Personally, I have little doubt that if there ever had been a Moldvay-Cook Companion Set, it would have gone in directions, informed by both OD&D and AD&D, that today's B/X purists would find distastefully un-B/Xish — except not of course, because in that reality we'd have very different definitions of what exactly B/X is and of what rules make up the emergent core of OD&D.
|
|
ThrorII
Level 4 Theurgist
Posts: 107
|
Post by ThrorII on May 23, 2022 16:47:41 GMT -6
The most surprising thing for me is that Alexander looks and sounds absolutely nothing at all like I imagined. The revisionism that goes into the DNA of OD&D is a good point, though.
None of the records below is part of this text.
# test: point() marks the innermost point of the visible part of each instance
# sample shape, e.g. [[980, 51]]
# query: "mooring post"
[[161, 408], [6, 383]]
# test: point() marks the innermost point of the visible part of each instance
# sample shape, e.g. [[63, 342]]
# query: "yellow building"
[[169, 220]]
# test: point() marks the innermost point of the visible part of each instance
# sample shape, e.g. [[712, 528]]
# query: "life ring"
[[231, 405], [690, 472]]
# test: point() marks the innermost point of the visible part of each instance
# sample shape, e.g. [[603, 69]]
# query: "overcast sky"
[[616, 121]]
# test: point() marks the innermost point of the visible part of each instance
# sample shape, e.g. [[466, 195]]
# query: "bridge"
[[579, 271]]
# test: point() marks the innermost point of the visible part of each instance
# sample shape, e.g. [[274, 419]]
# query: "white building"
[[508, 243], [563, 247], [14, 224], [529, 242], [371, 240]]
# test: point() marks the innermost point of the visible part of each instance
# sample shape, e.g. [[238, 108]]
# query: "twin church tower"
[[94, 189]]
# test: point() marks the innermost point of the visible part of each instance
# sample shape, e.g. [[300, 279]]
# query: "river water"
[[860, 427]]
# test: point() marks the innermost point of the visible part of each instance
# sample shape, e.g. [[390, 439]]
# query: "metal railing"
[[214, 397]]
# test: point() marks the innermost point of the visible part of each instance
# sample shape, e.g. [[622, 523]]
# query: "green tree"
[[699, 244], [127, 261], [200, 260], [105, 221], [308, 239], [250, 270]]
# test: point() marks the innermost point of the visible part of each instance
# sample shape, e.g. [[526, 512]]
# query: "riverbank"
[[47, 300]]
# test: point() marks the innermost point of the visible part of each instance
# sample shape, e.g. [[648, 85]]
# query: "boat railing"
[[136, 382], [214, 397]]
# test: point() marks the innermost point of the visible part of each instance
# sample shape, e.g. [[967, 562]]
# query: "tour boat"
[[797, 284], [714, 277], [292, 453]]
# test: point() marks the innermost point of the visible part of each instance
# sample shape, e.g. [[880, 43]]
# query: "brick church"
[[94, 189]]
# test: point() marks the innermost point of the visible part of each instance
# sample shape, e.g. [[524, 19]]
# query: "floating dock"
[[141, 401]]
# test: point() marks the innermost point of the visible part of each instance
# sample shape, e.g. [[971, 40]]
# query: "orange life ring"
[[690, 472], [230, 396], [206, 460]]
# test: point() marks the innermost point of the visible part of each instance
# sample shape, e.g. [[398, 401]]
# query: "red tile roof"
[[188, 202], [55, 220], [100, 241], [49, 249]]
Every few months there's a thread over on Dragonsfoot that turns into a mild debate over whether B/X and OD&D are the same game, but really, that debate exists because we look at "Classic" D&D to define what OD&D is: clearly, the core nature of OD&D is all of the 3LBBs (except for a number of stuff), and a select few bits from Greyhawk (but not the rest of it), because that's what looks closest to Moldvay & Cook's Basic/Expert Sets. Personally, I have little doubt that if there ever had been a Moldvay-Cook Companion Set, it would have gone in directions, informed by both OD&D and AD&D, that today's B/X purists would find distastefully un-B/Xish — except not of course, because in that reality we'd have very different definitions of what exactly B/X is and of what rules make up the emergent core of OD&D. OD&D and B/X are a lot closer than some people give them credit. While B/X opted for Race-as-Class, and tweaked some of the class charts, the character creation parts are the most different. The Underworld and Wilderness Exploration rules are near-identical, the combat is near identical to Greyhawk, the spells and monsters are only changed sparingly, treasure charts and treasures are almost verbatim, etc.
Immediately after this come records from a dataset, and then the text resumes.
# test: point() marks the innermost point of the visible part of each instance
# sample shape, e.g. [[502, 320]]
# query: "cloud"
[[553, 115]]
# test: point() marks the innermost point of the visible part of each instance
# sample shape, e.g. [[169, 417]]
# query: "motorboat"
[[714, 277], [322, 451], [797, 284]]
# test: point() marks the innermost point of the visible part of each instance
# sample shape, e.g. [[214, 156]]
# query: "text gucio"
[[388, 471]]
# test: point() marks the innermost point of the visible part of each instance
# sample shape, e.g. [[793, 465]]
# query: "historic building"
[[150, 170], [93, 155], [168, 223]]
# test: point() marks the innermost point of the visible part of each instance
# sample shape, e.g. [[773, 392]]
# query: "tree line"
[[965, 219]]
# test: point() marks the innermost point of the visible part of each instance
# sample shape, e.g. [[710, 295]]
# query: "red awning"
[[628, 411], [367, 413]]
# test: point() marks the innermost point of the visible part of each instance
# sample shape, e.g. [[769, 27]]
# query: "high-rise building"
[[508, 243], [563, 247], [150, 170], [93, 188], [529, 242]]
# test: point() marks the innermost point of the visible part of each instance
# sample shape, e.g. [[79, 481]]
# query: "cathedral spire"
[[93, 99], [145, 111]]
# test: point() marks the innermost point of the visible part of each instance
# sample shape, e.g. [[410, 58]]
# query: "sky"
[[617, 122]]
I think it is fair to say that B/X is a specific, codified, version of OD&D. A version that you could come to by reading the OD&D +Greyhawk rules, especially if you are trying to simplify some if it.
|
|
skars
Level 6 Magician
Posts: 407
|
Post by skars on May 23, 2022 21:05:50 GMT -6
My 4th printing OD&D still did not have the 1-6 damage rule spelled out…as noted with some other things, you had to intuit it at that time. There are several places in the rules where exceptions are spellec out, so it is theoretically deducible. It's spelled out on page 19 of Book 1 in subsequent printings, "All attacks which score hits do 1–6 points damage unless otherwise noted."
|
|
|
Post by Malchor on Sept 6, 2022 11:13:24 GMT -6
My 4th printing OD&D still did not have the 1-6 damage rule spelled out…as noted with some other things, you had to intuit it at that time. There are several places in the rules where exceptions are spellec out, so it is theoretically deducible. Oh wow. So printing 1-4 are identical? For some reason I thought they stripped in the corrections. Is this covered in the errata sheet?